With a decreasing UK dependence on coal in the generation of electricity, driving and recharging a small hatchback with a 30-45kWh battery, results in emissions of CO2 equivalent to around 35grammes per driven kilometre (g/km). A luxury EV with a battery capacity of 90kWh, would result in around 50g/km when in use. Both emission figures are well below those of even the smallest, most efficient ICE car: for example, the 2020 Mk8 VW Golf with a petrol engine produces 122g/km and few ‘City cars’ achieve much below 95g/km. So, the key question is: how long before the lower emissions of the EV, when on the road, offset the higher emissions during production?

As with the ‘Retain or Replace’ discussion for an ICE car in Part 1 of this post, there is no single answer to the question. It will depend greatly on where the vehicle (and particularly the battery) was produced, the size of the vehicle and how the EV is used (eg a life of urban commuting or long-haul motorway journeys).

A recent statement from Volkswagen, who have a vested interest in both EVs and ICE models, claimed that, on average, a new battery electric vehicle would need to travel 77,000 miles before it would have ‘saved’ the CO2 associated with its production. Imperial College, London, state that the luxury EV with its 90kWh battery is responsible for more CO2 emissions during production than over a 15-year lifetime. Both statements seem reasonable when looking at the chart below. This shows the EV lifetime CO2 emissions superimposed, in red, on the same chart as the ICE ‘Retain or Replace’.Lifetime CO2 plot inc EVs

What is clear is that even with the higher emissions associated with its production, within less than 2½ years the medium sized EV (eg VW ID3) will have generated less CO2 than the modern, fuel efficient ICE car (eg Citroen C1). The luxury EV (eg Jaguar I-PACE) will take just over 7 years to achieve the same result when compared with the medium sized 2019 ICE car (eg Ford Mondeo).

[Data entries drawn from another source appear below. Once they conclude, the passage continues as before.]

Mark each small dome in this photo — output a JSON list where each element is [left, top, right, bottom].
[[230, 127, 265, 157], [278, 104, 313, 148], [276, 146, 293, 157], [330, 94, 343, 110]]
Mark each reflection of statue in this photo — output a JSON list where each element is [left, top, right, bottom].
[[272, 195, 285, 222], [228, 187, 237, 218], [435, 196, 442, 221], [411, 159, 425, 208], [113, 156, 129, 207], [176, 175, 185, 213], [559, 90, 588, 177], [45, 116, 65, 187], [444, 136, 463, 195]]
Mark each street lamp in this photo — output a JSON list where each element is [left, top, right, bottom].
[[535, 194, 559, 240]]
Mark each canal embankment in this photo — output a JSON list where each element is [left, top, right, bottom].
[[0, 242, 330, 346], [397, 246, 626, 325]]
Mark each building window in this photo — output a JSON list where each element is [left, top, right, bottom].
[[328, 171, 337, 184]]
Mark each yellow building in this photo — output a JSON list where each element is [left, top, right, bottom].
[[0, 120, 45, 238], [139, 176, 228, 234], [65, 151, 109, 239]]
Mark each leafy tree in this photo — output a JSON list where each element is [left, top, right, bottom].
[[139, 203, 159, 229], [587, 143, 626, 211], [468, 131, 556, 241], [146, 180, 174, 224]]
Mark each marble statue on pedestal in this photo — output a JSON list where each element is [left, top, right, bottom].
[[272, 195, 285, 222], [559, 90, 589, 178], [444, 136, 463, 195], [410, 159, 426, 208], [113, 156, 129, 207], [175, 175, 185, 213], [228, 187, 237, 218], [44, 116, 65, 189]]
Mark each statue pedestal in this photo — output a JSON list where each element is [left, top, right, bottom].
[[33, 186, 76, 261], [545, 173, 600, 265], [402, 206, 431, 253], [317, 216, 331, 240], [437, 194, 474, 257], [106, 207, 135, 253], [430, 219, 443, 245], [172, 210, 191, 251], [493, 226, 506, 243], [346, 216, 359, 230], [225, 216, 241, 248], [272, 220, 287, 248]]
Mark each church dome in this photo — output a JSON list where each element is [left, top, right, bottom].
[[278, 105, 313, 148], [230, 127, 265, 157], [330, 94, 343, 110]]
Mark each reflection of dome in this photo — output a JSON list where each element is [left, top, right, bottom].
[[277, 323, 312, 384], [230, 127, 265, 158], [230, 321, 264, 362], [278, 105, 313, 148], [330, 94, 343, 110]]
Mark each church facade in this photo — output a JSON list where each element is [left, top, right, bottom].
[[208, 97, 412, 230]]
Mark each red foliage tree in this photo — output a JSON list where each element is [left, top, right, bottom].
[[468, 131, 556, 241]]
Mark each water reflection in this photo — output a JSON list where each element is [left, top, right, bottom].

So, your EV may not be a zero-emission mode of transport but, over a lifetime of use, it should be greener than most ICE cars and, as our global power generation becomes cleaner, that margin will increase.

Factors such as the deployment of a charging infrastructure, which carries an associated CO2 ‘footprint’, the availability of scarce elements required in lithium battery production and in the components of efficient electric motors, carry their own implications for the future of EVs. Recycling these scarce materials is also not trivial nor energy-free.

Finally, as noted in the post on this blog in December 2014, hydrogen fuel cell EVs are becoming increasingly available (albeit with their own fuelling infrastructure requirements). Crystal ball-gazing by those who try to predict the future of personal transport, is an interesting pastime.